Salmonellen die häufigste Ursache von lebensmittelbedingten krankheitsausbrüchen in der europäischen Union

Salmonellen die häufigste Ursache von lebensmittelbedingten krankheitsausbrüchen in der europäischen Union

Fast ein in drei lebensmittelbedingten Ausbrüchen in der EU im Jahr 2018 wurden verursacht durch Salmonellen. Dies ist eine der wichtigsten Erkenntnisse aus dem jährlichen Bericht über die Entwicklungstendenzen und Quellen von Zoonosen, die heute veröffentlicht, die von der europäischen Behörde für Lebensmittelsicherheit (EFSA) und das Europäische Zentrum für die Prävention und die Kontrolle von Krankheiten (ECDC).

Im Jahr 2018, die EU-Mitgliedstaaten gemeldet 5 146 lebensmittelbedingter Ausbrüche Auswirkungen auf 48 365 Menschen.
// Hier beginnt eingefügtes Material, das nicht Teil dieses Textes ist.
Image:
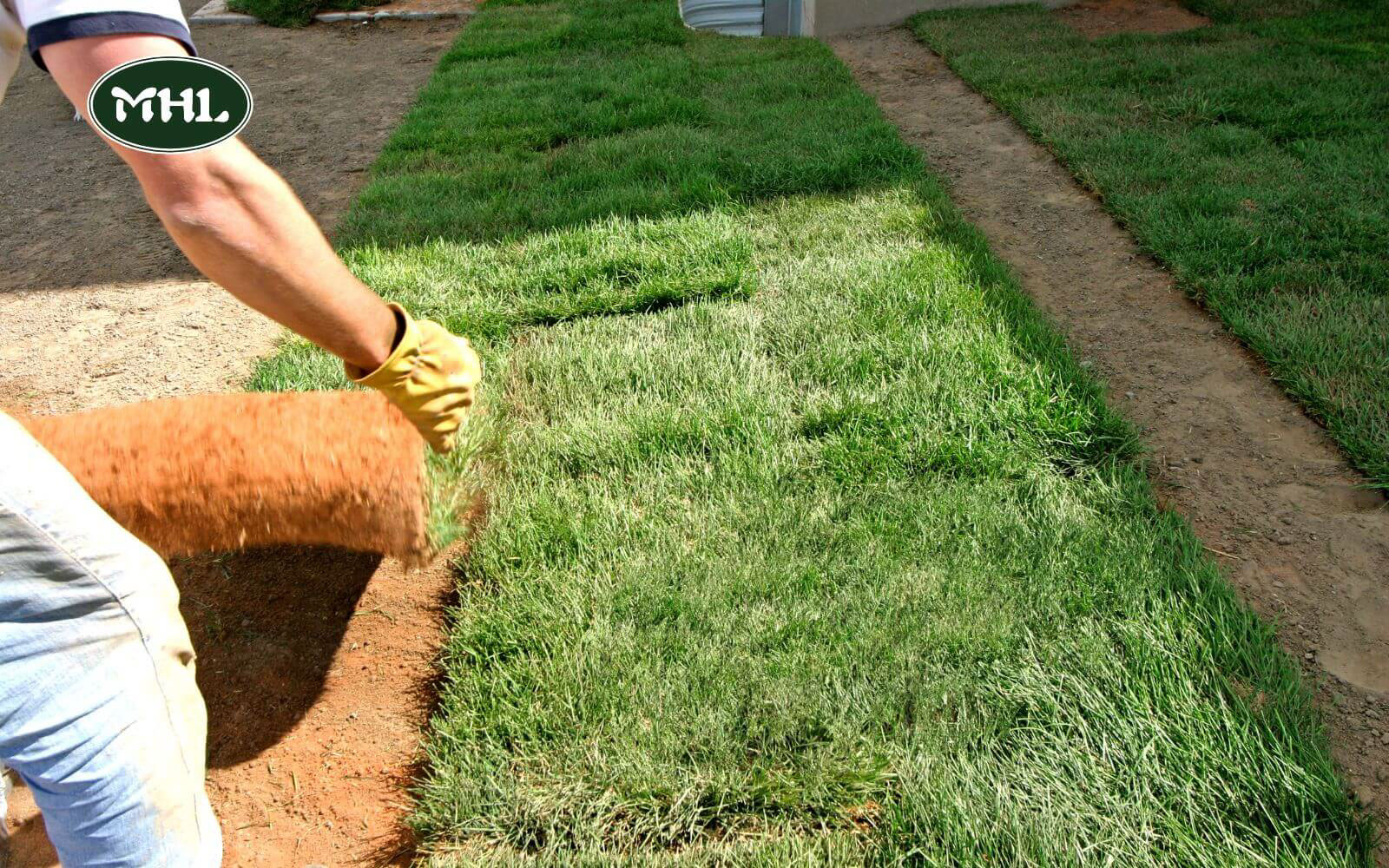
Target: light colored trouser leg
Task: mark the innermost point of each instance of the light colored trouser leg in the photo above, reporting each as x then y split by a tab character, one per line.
99	712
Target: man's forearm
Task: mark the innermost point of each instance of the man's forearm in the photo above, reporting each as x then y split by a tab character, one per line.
242	227
238	221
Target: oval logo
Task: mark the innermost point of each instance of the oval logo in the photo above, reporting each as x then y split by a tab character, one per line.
170	104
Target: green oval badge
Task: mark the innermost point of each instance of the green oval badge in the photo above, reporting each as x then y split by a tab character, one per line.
170	104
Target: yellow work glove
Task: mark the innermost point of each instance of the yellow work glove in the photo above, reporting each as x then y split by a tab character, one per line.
431	375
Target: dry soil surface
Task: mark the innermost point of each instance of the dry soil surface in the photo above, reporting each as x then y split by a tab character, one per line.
316	664
1266	490
1097	18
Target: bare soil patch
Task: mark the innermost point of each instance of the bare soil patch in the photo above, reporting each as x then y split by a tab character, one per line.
1266	490
316	664
1097	18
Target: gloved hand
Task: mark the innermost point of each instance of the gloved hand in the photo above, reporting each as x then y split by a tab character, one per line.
431	375
11	46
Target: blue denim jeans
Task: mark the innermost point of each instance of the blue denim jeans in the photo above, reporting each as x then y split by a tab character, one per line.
99	712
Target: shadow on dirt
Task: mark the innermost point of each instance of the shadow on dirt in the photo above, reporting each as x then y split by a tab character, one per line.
267	625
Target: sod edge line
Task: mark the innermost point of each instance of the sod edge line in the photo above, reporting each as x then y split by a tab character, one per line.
215	11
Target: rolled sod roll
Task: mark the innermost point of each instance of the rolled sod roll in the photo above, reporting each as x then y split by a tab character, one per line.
220	472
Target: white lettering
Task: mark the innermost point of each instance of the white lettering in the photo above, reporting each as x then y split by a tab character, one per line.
205	115
146	108
167	104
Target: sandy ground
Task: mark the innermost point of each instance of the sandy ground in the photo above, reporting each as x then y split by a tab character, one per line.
1097	18
316	664
1266	490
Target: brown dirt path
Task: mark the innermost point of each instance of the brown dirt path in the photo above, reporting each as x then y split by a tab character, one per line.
316	664
1264	488
1095	18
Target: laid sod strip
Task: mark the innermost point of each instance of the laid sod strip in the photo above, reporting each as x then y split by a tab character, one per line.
1250	159
807	542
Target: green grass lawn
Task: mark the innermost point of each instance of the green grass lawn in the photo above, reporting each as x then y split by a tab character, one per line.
1252	159
809	543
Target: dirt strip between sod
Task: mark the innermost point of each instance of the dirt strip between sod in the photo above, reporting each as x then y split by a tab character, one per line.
316	664
1268	493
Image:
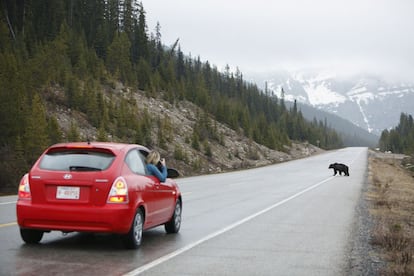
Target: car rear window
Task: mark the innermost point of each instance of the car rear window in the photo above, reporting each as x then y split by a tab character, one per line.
77	160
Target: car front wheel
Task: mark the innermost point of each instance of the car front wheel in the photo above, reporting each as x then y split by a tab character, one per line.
30	235
133	239
173	226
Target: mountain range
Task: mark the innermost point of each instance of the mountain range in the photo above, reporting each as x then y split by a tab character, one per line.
368	101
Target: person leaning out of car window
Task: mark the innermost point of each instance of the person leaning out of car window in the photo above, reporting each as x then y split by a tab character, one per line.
153	159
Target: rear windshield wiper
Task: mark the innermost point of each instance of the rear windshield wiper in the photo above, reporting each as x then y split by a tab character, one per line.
84	168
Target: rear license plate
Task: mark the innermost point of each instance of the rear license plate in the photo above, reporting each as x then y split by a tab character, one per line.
64	192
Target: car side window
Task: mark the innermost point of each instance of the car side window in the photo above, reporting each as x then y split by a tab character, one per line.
135	162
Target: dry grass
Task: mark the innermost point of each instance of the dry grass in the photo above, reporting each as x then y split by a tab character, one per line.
391	194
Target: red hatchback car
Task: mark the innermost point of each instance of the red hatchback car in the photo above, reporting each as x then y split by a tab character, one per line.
96	187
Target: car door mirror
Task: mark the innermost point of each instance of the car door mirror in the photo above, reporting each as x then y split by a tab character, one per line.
172	173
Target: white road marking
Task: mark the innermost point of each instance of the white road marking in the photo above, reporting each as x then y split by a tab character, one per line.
173	254
9	202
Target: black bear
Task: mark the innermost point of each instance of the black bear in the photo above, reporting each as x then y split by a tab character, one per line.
341	168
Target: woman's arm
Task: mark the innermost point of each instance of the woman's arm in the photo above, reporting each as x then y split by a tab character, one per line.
161	175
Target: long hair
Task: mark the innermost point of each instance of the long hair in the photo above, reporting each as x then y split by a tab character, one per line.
153	157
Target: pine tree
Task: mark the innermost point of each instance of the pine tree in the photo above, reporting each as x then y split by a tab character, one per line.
36	133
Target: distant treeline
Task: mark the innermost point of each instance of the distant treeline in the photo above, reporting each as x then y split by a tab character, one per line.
79	47
401	138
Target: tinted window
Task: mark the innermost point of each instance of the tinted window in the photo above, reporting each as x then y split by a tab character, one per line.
77	160
135	162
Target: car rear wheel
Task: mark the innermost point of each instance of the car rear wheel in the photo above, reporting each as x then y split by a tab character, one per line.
133	239
31	236
173	226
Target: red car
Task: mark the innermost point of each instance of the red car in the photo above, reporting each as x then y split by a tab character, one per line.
96	187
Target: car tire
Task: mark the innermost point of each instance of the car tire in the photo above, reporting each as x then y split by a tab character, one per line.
174	224
31	236
133	239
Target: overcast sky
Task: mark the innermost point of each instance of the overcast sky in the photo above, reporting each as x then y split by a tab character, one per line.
265	35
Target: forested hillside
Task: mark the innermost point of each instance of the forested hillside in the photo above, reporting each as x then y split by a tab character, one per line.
71	54
401	138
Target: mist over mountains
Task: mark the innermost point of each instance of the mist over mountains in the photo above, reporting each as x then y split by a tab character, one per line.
368	101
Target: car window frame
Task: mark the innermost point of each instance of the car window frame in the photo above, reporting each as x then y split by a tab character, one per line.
141	171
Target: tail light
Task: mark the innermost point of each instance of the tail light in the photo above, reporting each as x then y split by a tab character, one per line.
24	188
119	191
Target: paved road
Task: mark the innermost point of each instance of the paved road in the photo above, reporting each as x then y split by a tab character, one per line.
293	218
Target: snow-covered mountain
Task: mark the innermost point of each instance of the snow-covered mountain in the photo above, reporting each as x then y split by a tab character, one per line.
368	101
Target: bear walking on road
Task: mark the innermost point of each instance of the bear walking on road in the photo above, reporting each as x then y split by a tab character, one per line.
341	168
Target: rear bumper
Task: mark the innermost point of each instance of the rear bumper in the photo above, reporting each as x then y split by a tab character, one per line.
111	218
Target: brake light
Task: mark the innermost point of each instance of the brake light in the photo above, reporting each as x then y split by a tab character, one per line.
119	191
24	188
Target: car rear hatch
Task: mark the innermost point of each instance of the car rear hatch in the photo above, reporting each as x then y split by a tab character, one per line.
73	176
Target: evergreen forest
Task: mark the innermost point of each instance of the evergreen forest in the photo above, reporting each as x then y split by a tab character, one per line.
401	138
79	47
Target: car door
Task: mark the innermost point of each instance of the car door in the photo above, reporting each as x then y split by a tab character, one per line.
144	186
163	193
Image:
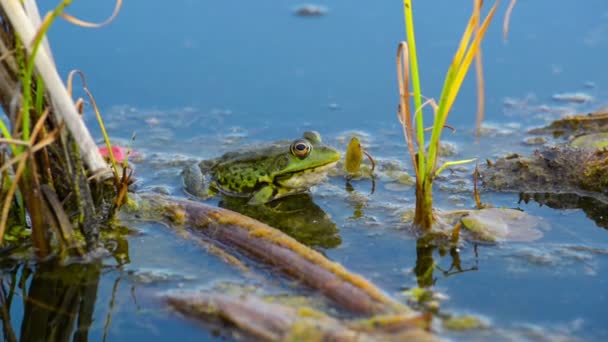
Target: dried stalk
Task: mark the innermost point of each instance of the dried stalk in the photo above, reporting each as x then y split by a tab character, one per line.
64	106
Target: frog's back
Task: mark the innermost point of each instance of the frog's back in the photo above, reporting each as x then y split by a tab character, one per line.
244	172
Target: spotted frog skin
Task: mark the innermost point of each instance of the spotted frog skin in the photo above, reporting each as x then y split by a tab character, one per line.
264	173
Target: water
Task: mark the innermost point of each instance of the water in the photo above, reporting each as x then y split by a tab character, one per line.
197	78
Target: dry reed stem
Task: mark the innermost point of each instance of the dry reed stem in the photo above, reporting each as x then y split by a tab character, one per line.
505	24
64	106
404	112
480	81
89	24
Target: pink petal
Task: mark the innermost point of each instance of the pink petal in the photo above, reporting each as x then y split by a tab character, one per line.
120	153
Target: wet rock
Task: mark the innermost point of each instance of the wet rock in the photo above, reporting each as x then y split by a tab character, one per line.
591	141
535	140
573	97
576	125
556	170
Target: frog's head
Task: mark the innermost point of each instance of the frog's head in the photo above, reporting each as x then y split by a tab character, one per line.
305	163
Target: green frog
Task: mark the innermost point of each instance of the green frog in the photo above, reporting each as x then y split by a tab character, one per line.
264	173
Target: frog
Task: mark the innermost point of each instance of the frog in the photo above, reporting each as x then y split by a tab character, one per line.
263	173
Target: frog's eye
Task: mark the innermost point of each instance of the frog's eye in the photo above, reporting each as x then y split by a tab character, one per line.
301	148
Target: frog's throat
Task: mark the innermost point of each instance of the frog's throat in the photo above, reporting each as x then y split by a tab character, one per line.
301	180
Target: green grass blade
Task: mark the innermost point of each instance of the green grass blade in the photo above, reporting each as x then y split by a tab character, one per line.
409	24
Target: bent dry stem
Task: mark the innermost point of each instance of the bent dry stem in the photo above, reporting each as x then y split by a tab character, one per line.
425	161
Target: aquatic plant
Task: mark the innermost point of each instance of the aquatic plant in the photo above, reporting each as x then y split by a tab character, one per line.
43	174
412	119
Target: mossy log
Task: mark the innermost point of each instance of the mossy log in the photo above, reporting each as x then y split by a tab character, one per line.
265	321
556	170
271	246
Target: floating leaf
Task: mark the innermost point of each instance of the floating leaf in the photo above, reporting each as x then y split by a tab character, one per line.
354	156
499	224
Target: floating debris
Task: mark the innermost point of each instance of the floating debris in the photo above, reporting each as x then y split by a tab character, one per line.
502	224
573	97
310	10
464	323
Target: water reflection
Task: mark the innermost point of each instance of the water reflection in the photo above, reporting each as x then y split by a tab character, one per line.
297	216
426	265
58	305
594	208
55	299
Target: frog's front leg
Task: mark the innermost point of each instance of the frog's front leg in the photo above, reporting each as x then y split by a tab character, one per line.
264	195
194	182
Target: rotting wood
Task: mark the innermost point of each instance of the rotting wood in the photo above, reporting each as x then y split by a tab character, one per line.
265	321
273	247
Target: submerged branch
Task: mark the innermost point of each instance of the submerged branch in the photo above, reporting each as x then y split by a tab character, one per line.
275	248
277	322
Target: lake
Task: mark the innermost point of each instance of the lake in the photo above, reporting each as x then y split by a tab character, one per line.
193	79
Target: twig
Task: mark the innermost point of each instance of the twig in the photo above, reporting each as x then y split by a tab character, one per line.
64	106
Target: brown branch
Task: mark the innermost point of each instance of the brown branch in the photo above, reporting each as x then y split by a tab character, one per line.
268	321
273	247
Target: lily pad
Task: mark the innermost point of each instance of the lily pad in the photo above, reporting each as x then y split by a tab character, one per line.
591	141
499	224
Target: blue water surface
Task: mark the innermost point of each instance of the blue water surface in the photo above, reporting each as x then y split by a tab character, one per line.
194	78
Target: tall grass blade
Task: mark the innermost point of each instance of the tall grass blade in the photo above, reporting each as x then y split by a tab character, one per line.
413	56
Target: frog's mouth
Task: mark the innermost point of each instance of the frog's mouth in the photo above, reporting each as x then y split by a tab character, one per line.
305	178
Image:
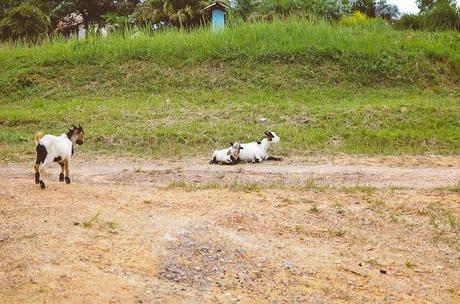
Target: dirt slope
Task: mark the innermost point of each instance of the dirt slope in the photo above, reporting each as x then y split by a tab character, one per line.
117	235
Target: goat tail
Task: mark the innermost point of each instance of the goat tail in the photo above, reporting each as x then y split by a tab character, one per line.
38	136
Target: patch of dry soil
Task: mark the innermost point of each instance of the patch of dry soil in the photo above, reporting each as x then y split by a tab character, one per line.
116	235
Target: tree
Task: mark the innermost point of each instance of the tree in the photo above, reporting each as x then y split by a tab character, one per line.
426	5
90	10
24	22
366	7
386	10
6	5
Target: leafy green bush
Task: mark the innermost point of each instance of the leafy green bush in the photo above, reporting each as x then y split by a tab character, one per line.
24	22
410	21
356	18
443	16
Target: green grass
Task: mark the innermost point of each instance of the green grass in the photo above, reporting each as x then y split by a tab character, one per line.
324	88
375	121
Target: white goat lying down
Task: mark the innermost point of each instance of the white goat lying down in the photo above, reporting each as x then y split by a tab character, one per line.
229	156
255	152
58	149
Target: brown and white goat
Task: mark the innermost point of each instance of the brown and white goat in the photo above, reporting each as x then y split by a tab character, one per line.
51	149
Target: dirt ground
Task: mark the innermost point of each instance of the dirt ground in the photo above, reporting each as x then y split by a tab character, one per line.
335	229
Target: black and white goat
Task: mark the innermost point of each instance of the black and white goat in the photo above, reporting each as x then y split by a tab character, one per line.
229	156
58	149
256	152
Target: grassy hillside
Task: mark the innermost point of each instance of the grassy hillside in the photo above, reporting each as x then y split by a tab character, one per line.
322	87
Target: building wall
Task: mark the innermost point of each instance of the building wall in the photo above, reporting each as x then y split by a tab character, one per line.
81	34
218	19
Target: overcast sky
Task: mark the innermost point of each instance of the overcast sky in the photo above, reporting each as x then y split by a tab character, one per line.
407	6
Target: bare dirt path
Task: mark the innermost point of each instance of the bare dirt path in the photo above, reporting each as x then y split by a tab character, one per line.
339	171
135	231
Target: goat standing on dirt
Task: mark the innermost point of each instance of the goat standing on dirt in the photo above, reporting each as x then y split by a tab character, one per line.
228	156
59	149
255	152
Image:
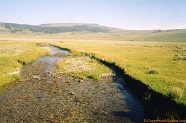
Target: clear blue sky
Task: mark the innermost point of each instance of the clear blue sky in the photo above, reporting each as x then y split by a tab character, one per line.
125	14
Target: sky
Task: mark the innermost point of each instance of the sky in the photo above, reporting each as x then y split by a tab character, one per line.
124	14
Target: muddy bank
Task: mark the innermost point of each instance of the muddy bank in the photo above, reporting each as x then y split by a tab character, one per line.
156	105
44	95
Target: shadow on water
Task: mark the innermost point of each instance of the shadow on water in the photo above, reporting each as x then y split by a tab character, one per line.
141	98
155	105
136	112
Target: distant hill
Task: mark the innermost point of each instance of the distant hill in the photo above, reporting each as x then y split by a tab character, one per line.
56	28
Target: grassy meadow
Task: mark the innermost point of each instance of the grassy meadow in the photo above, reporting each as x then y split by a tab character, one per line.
83	67
13	55
159	65
157	58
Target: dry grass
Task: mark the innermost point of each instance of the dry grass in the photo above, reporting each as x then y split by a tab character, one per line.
153	63
82	67
13	55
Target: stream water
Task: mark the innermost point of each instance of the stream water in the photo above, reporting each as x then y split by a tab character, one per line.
43	95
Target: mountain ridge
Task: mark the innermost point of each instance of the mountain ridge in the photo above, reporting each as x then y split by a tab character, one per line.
55	28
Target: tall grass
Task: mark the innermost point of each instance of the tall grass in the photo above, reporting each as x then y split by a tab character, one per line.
14	55
82	67
153	63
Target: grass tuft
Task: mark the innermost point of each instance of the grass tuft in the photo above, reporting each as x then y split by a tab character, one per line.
176	92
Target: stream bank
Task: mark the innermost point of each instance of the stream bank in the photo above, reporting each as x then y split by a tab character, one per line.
45	95
156	105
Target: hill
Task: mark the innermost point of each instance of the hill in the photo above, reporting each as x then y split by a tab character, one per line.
82	31
55	28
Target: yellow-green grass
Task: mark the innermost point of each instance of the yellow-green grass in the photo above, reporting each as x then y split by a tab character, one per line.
13	55
152	63
82	67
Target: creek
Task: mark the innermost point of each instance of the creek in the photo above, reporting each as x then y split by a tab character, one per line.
44	95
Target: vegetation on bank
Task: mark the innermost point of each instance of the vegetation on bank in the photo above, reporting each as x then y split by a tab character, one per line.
155	64
13	55
82	67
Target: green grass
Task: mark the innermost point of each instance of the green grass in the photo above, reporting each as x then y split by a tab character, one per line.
152	63
82	67
14	55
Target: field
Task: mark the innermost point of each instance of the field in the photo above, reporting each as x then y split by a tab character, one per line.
159	65
157	58
13	55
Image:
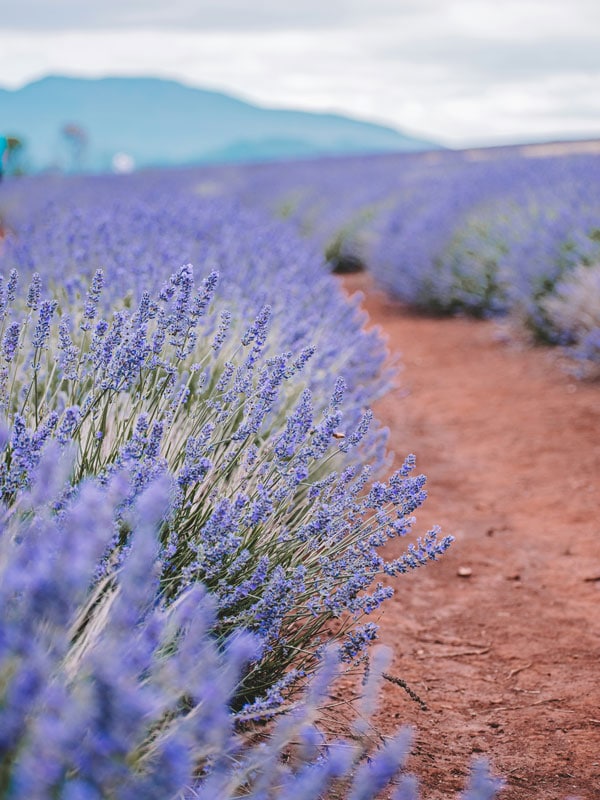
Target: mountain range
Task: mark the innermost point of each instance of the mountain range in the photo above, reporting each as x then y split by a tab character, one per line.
104	123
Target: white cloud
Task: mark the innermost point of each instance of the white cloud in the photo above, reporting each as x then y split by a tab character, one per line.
461	72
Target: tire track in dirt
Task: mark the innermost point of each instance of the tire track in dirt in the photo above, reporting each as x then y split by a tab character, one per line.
507	659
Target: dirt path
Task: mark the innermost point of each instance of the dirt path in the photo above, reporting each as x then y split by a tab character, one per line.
507	659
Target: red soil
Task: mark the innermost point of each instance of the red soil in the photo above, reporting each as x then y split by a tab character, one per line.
501	638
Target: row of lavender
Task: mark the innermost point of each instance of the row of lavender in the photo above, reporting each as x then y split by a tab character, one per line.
479	233
186	502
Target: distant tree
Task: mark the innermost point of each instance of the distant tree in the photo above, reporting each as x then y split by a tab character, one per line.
14	157
76	140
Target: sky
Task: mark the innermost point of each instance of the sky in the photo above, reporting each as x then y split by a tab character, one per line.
460	72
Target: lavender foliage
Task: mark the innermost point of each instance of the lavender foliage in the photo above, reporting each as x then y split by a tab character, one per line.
109	691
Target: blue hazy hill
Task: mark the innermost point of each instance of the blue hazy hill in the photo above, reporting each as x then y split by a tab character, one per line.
164	123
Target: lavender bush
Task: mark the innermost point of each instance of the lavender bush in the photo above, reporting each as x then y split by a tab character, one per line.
572	313
271	508
108	690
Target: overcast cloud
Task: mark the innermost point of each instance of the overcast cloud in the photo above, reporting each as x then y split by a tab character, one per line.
462	72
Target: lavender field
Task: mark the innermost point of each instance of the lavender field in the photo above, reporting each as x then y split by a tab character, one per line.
196	496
Ein lebensmittelbedingter Krankheitsausbruch ist ein Vorfall, bei dem mindestens zwei Menschen einen Vertrag der gleichen Krankheit aus der gleichen kontaminierten Lebensmitteln oder trinken.

Slowakei, Spanien und Polen entfielen 67% der 1581 Salmonellen – Ausbrüche. Diese Ausbrüche wurden vor allem in Bezug auf Eier.

„Die Erkenntnisse aus unseren aktuellen Eurobarometer-Umfrage zeigen, dass weniger als ein Drittel der europäischen Bürger Rang Lebensmittelvergiftung durch Bakterien, die unter Ihren fünf top-Anliegen, wenn es um die Lebensmittelsicherheit. Die Zahl der gemeldeten Ausbrüche deutet darauf hin, dass es Raum für die Sensibilisierung der Verbraucher, wie viele lebensmittelbedingten Erkrankungen sind vermeidbar durch die Verbesserung der hygiene-Maßnahmen beim Umgang und der Zubereitung von Lebensmitteln“, sagte EFSA-Chef-Wissenschaftlerin Marta Hugas.

Die Salmonellose war der zweite am häufigsten gemeldeten Magen-Darm-Infektion bei Menschen in der EU (91 857 Fälle), nach der campylobacteriose (246,571).

West-NiL-virus und STEC-Infektionen bei ungewöhnlich hohen Niveau

Die mit Abstand höchste Zunahme der Zoonosen, die Gegenstand dieses Berichts war die Zahl der West-NiL-virus-Infektionen. Fälle dieser Zoonose-Moskito-borne Krankheit waren sieben mal höher als in 2017 (1605 versus 212) und übertraf alle Fälle, die zwischen 2011 und 2017.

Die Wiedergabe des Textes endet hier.